Die Struktur des Gedichts ist durch die zyklische Anordnung der Strophen gekennzeichnet, was die fortwährende Präsenz der Erinnerungen und die Wiederholung der Emotionen widerspiegelt. Die Fragen „Weißt du noch…?“ fungieren als eine Art Gespräch mit der/dem Geliebten und fordern diese/n auf, sich an die gemeinsamen Erlebnisse zu erinnern. Die Adjektive „weiß“, „bleich“, „heiß“ und „weich“ beschreiben nicht nur die Gefühle, sondern auch die sinnliche Erfahrung der Liebe, wobei die Farb- und Temperaturkontraste die Bandbreite der Empfindungen verdeutlichen.
Die Natur spielt eine wichtige Rolle im Gedicht. Die Erwähnung von „Maiendämmerungen“ und „blauen Juninächten“ verankert die Erinnerungen in einem bestimmten Zeitrahmen und verstärkt das Gefühl der Nostalgie. Die Narzissen, die in allen drei Strophen auftauchen, dienen als Symbol für die Schönheit und Zerbrechlichkeit der Liebe. Sie blühen im Frühling und stehen somit für einen Neubeginn, doch ihre Vergänglichkeit erinnert an die Endlichkeit der Beziehung. Die Sinne werden angesprochen durch die „Düfte“ der Narzissen und die „Küssen“, was die Intensität der Erinnerung unterstreicht.

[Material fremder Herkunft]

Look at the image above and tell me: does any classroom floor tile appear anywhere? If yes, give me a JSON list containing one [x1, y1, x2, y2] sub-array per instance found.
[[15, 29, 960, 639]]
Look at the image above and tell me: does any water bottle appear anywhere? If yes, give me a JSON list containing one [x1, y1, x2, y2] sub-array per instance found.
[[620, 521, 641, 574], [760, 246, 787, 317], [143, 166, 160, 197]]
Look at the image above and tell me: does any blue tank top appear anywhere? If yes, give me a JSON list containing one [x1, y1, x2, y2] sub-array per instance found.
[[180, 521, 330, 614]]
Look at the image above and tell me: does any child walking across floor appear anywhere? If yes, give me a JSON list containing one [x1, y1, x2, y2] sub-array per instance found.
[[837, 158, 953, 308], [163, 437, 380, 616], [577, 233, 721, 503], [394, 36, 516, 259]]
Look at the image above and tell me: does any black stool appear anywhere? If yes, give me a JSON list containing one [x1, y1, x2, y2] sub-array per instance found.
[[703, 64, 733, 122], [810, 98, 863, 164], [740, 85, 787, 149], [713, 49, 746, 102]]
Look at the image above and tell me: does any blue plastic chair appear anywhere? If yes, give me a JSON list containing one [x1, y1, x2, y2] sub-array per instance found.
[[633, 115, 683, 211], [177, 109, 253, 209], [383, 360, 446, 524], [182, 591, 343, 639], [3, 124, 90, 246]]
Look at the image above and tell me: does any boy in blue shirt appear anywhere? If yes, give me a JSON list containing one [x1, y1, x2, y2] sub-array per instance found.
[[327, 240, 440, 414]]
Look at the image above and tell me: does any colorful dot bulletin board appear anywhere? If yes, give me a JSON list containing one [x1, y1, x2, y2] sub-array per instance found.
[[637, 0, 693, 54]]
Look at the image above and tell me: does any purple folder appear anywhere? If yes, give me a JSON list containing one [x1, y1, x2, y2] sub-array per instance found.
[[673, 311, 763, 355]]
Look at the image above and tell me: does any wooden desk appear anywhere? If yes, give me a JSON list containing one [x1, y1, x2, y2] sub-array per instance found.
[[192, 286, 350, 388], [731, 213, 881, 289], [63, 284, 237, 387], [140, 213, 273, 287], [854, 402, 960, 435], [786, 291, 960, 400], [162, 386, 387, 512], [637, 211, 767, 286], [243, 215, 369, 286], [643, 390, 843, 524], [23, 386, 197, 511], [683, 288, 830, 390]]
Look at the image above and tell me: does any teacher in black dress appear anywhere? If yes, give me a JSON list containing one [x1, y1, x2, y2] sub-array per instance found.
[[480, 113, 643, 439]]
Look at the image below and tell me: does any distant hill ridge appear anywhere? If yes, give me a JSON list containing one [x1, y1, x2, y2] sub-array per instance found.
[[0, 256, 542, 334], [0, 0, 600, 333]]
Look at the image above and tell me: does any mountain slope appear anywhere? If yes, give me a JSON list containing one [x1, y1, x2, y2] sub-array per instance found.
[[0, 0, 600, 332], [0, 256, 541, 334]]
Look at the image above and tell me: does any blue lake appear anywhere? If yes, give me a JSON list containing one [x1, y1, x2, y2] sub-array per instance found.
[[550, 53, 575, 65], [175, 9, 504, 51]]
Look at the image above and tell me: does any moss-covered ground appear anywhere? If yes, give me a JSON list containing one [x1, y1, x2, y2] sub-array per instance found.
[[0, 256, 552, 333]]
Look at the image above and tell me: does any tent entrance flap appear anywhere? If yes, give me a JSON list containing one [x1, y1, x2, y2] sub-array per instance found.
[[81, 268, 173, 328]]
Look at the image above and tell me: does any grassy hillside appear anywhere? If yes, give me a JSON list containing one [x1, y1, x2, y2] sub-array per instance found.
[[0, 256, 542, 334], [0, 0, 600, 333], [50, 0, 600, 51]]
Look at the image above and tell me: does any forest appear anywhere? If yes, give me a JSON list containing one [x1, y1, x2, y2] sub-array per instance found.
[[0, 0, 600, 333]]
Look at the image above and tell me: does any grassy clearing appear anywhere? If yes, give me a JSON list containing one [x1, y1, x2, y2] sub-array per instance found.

Die letzte Strophe wiederholt Elemente der ersten beiden Strophen und schließt den Kreis. Die Wiederkehr der Narzissen, der Dämmerungen und der Nächte verdeutlicht, dass die Erinnerungen an die Liebe auch in der Gegenwart präsent sind. Die abschließende Frage „Weißt du noch, wie heiß? wie bleich?“ unterstreicht die Unfähigkeit, die Vergangenheit loszulassen. Das Gedicht endet mit einem Gefühl der Sehnsucht und dem Bewusstsein der unerreichbaren Liebe, das durch die wiederholten Fragen noch verstärkt wird. Es ist ein melancholisches Bekenntnis zur Macht der Erinnerung.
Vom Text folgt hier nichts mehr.